Most people choose A through D. Very few will receive the humble rebuke because very few are humble. And many people don’t know how to rebuke so it comes off too sharp and confrontational. Advice turns into arguments turns into conflict turns into a streetfight. There is, after all, an art to all this. But no matter how hard someone may criticize you, the response is everything.

Ask yourself some things:
- If the truth-teller is a close friend, wouldn’t they be looking out for the best for you?
- Even if not, shouldn’t we consider it anyway?
- Is it possible they’re right about the whole thing? Or at least right about the big points?
- Isn’t it worse to throw a fit? Doesn’t that support their point even more?
- Don’t you think knowing the truth about yourself will actually help you?
- If you had a big fat piece of chicken on your lip, wouldn’t you want someone to tell you about it?
- Can you consider that other people think differently than you and can be hurt by what you think is harmless?
- Do you think it’s possible, God forbid, that you’re not actually perfect?


And still we react in bizarre ways.
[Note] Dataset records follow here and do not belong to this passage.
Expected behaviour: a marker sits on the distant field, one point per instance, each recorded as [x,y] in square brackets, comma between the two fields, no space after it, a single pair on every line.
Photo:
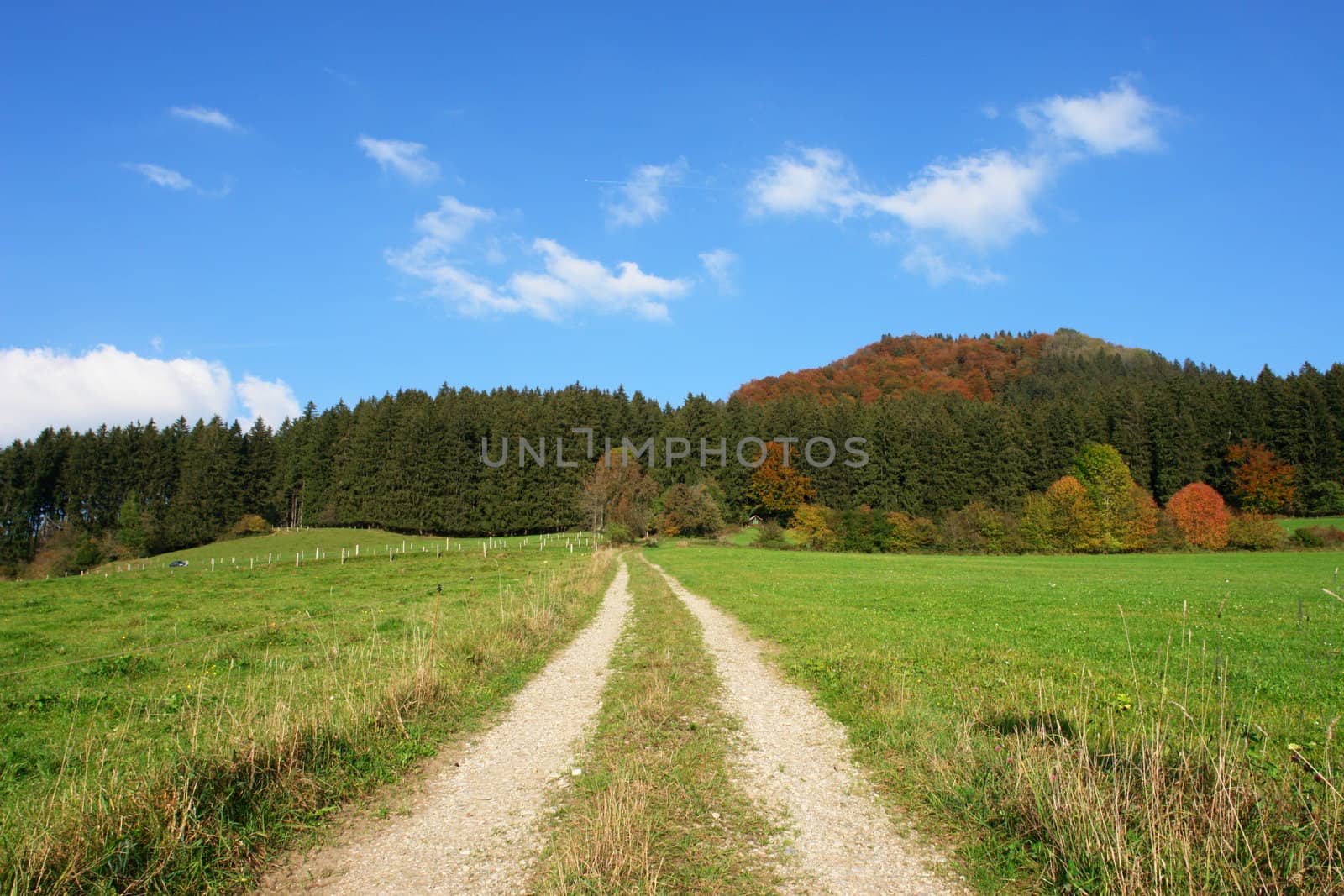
[1075,716]
[1297,523]
[118,683]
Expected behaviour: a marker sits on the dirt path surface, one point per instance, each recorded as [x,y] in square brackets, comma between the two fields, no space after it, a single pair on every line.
[475,828]
[799,762]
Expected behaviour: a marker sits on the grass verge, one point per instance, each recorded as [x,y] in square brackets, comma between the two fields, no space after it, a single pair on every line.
[656,809]
[183,768]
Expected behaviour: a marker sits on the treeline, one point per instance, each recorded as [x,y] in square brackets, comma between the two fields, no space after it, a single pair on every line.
[414,463]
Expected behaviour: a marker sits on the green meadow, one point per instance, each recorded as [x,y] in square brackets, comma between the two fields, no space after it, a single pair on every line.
[1151,723]
[178,725]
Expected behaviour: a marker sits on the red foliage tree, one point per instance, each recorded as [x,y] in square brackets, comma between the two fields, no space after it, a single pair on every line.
[1200,516]
[1260,479]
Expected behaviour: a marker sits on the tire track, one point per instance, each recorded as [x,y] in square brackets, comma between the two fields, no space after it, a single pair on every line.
[475,829]
[799,762]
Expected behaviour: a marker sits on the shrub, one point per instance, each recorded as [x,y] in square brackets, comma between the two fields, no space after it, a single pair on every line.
[1326,499]
[1200,515]
[815,527]
[689,511]
[1319,537]
[87,555]
[911,532]
[1254,532]
[979,528]
[618,533]
[249,524]
[770,535]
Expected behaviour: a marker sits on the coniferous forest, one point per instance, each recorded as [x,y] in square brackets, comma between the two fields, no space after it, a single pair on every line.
[948,423]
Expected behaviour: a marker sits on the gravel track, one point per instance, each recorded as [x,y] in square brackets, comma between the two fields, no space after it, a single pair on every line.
[797,759]
[475,828]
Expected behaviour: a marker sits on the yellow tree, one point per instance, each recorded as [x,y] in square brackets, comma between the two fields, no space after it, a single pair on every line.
[777,486]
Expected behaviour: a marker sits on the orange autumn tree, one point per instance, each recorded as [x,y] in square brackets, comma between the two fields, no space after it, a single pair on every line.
[777,486]
[1126,512]
[1260,479]
[1200,515]
[1063,519]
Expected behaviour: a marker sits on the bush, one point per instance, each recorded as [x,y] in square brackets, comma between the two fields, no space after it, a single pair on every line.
[979,528]
[864,531]
[1326,499]
[911,532]
[249,524]
[618,533]
[1319,537]
[689,511]
[87,555]
[816,527]
[1254,532]
[770,535]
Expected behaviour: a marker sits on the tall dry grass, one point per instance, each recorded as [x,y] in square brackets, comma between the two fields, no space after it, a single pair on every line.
[1160,790]
[262,752]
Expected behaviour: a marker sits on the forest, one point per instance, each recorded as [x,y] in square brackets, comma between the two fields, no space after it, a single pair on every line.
[948,422]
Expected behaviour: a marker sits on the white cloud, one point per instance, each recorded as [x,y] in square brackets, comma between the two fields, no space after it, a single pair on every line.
[719,265]
[46,387]
[212,117]
[813,181]
[269,401]
[407,159]
[566,284]
[163,176]
[642,194]
[983,202]
[925,262]
[981,199]
[1106,123]
[571,282]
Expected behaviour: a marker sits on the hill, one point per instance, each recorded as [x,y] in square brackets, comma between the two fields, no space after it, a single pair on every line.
[974,367]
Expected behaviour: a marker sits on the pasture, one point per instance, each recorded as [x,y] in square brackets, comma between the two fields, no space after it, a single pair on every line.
[1100,723]
[179,723]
We run, hide, fight, shoot back, get depressed, pull out hair, lose sleep, talk trash: anything and everything except consider the freaking rebuke. You know, your friend put the friendship on the line to tell you this stuff. Even if they’re saying it all wrong, forget the delivery and focus on the content.

I’m thankful to have friends that aren’t afraid to say what’s what. They’ll call it out in a second. That can get abused too, but I always remember that my friends say it in love. Truth without love is legalism, and love without truth is flattery. We need both. God, help us to humble ourselves.